Jézabel Couppey-Soubeyran : « Sur le climat, la déraison du cercle de la raison »

L’an 2025 sera climatosceptique ! C’est écrit entre les lignes de l’hommage du premier ministre, François Bayrou, à « l’esprit original » d’un ancien ministre de l’éducation, Claude Allègre, qui déniait le dérèglement climatique. Ecrit à demi-mot dans la parenthèse où la Commission européenne enferme le pacte vert. Ecrit en lettres capitales dans le slogan « pétrolâtre » qui a contribué à réinstaller Donald Trump à la Maison Blanche : « Drill, baby, drill » (« fore, bébé, fore ») ! C’est à désespérer de la raison et de l’entendement dont se targuent tant les gouvernants. La foi dogmatique en les bienfaits du marché, en la croissance sans limites, en la finance sans entraves, en la technologie salvatrice, se drapait jusqu’à présent dans la vertu supposée de la rationalité économique.

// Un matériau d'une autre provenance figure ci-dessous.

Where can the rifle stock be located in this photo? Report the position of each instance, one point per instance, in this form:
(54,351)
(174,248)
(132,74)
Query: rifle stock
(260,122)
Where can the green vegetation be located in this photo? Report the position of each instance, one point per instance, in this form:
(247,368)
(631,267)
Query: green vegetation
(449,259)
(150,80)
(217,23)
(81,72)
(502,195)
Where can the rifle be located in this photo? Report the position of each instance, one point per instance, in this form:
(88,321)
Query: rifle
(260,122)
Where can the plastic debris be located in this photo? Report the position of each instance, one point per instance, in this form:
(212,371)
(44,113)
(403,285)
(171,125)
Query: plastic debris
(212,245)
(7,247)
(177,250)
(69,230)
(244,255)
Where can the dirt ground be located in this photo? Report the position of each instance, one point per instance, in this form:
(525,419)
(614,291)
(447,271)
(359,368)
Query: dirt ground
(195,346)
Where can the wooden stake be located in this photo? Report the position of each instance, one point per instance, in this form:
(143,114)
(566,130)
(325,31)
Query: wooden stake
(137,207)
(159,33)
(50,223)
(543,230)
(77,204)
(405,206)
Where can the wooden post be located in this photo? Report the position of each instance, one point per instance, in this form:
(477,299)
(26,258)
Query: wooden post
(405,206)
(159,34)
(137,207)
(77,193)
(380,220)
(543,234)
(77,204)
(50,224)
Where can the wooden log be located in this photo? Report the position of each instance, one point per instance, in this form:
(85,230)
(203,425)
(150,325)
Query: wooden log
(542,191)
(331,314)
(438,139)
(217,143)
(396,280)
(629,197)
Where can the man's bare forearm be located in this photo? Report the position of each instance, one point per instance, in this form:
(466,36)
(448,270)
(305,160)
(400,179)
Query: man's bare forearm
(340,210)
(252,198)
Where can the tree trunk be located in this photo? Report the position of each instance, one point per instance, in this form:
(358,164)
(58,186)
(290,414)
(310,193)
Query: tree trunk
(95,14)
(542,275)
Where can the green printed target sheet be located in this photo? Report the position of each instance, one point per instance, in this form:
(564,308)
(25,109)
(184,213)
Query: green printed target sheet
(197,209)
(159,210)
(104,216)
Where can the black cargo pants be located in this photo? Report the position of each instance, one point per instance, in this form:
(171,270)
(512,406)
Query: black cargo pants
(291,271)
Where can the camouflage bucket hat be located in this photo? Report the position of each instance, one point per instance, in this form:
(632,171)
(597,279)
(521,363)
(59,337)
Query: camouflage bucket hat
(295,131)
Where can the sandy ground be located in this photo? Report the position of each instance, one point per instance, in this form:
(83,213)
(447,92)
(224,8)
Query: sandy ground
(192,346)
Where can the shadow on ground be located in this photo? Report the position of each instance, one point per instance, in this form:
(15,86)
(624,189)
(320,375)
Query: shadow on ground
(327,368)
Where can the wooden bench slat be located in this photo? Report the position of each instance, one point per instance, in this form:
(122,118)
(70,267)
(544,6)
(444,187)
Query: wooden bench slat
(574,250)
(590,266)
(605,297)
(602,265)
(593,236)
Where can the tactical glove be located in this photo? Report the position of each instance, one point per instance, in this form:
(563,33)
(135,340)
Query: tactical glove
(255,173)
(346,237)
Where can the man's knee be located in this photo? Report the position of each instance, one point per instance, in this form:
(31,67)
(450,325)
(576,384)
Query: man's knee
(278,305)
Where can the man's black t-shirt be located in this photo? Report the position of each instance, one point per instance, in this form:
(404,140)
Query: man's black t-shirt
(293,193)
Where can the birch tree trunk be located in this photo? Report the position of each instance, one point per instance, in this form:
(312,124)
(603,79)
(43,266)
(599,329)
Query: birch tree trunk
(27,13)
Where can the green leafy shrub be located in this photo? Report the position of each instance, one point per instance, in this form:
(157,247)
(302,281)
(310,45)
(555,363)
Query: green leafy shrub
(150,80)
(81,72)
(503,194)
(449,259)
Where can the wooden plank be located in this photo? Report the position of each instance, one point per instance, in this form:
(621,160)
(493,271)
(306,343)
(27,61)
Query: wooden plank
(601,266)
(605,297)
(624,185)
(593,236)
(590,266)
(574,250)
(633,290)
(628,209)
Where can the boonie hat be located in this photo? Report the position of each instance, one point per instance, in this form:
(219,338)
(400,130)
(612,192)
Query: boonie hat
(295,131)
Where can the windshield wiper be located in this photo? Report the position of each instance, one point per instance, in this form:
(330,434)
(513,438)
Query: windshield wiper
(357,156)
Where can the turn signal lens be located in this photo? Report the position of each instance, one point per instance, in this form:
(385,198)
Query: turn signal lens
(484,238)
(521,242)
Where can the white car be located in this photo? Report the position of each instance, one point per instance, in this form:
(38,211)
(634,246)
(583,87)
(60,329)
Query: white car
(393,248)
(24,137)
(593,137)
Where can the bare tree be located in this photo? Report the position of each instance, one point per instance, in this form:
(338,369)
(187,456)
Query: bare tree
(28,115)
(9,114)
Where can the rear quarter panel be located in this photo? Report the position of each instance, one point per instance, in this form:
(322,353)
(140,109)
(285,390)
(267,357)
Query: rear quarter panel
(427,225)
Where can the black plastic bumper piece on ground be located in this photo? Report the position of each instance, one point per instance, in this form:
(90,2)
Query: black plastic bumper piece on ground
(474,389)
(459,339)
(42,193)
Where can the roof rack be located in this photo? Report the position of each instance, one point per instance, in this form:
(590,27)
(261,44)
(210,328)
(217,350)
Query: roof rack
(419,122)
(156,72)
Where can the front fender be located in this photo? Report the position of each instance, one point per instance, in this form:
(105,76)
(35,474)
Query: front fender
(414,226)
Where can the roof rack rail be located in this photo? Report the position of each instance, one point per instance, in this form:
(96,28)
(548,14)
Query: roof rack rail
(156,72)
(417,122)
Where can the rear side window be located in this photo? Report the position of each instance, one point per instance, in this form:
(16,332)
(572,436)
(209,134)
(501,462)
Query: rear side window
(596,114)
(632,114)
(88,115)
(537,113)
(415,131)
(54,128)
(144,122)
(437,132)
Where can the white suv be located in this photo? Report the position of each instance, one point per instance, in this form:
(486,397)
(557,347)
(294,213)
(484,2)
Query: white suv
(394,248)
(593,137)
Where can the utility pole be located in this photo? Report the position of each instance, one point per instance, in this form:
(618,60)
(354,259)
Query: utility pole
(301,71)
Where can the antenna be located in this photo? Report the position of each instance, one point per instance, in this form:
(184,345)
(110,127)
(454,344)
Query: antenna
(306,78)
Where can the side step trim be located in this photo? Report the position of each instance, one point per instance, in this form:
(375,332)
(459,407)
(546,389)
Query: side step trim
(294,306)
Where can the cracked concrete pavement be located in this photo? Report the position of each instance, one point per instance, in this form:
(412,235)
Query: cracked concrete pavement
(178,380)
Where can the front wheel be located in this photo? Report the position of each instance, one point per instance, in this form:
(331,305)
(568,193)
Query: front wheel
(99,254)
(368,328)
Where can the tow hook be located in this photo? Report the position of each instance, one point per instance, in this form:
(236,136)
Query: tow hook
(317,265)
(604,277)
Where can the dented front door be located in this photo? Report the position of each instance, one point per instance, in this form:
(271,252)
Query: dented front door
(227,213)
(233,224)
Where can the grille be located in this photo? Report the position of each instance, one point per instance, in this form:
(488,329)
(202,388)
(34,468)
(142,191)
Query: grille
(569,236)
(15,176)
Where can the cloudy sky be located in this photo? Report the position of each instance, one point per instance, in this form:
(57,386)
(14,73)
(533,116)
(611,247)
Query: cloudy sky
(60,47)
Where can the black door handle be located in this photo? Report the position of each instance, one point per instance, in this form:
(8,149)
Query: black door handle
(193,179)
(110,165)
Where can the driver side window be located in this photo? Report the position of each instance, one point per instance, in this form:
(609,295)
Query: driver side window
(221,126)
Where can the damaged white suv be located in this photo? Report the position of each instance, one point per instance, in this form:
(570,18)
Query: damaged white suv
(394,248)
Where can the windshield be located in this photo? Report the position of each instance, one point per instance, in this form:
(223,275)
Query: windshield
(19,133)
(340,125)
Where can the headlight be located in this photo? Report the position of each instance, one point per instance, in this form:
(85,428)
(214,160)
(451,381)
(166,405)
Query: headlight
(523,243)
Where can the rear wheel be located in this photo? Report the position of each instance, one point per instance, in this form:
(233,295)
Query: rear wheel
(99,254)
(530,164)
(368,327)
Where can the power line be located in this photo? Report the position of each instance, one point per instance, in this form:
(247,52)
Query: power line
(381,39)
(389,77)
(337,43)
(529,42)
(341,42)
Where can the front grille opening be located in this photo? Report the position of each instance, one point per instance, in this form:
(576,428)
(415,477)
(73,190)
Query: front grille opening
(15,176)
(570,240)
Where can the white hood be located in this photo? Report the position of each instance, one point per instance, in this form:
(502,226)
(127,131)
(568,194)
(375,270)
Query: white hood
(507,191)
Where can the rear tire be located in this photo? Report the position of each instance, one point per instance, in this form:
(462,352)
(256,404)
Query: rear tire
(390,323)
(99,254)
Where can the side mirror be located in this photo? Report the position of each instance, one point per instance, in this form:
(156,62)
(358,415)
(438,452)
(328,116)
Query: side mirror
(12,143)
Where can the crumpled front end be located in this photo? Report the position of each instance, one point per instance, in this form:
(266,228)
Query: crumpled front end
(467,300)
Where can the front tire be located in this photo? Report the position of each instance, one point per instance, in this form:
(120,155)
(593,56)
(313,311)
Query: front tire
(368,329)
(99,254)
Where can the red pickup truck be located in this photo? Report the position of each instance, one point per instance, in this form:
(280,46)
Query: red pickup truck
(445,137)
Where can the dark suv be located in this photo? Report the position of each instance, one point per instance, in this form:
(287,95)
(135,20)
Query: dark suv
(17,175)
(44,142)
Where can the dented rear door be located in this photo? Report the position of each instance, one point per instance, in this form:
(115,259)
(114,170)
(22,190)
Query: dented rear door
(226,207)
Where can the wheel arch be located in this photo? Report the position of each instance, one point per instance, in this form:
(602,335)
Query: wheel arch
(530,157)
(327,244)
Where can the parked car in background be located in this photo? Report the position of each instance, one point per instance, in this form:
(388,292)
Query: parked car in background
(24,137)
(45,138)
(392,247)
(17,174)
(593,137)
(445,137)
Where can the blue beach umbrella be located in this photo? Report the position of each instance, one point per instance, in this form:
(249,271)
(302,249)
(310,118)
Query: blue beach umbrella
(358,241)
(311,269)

Elle s’exprime aujourd’hui de manière abrupte et décomplexée, et son caractère déraisonnable et mortifère n’en ressortira que mieux.

Douter de l’origine humaine du dérèglement climatique, dont les synthèses du Groupe d’experts intergouvernemental sur l’évolution du climat (GIEC) ont mille fois apporté la démonstration, est déraisonnable. L’est aussi le fait de ne pas voir que ce dérèglement résulte d’un développement économique qui ne tient aucun compte des limites planétaires. Et pourtant, dans la conduite des entreprises, des politiques publiques, comme dans le cadre conceptuel de beaucoup d’économistes, il a toujours semblé jusqu’à présent raisonnable de concevoir la nature comme un réservoir inépuisable de ressources et une poubelle sans fond de déchets.

Faire de celle-ci un bien économique ou un actif n’est pas plus raisonnable. Car pour analyser les interactions entre l’économie et la nature, ce n’est pas la seconde qu’il faut faire rentrer dans la première, mais l’inverse. Dans son rapport « Embedded in Nature », publié en octobre 2024, le Fonds monétaire international laisse espérer que la raison gagne un peu de terrain sur le sujet. En proposant un nouveau cadre conceptuel qui intègre pleinement les limites planétaires et les points de bascule écologiques, il marque une rupture par rapport à la pensée et aux pratiques économiques dominantes, comme le relève l’économiste Alain Grandjean.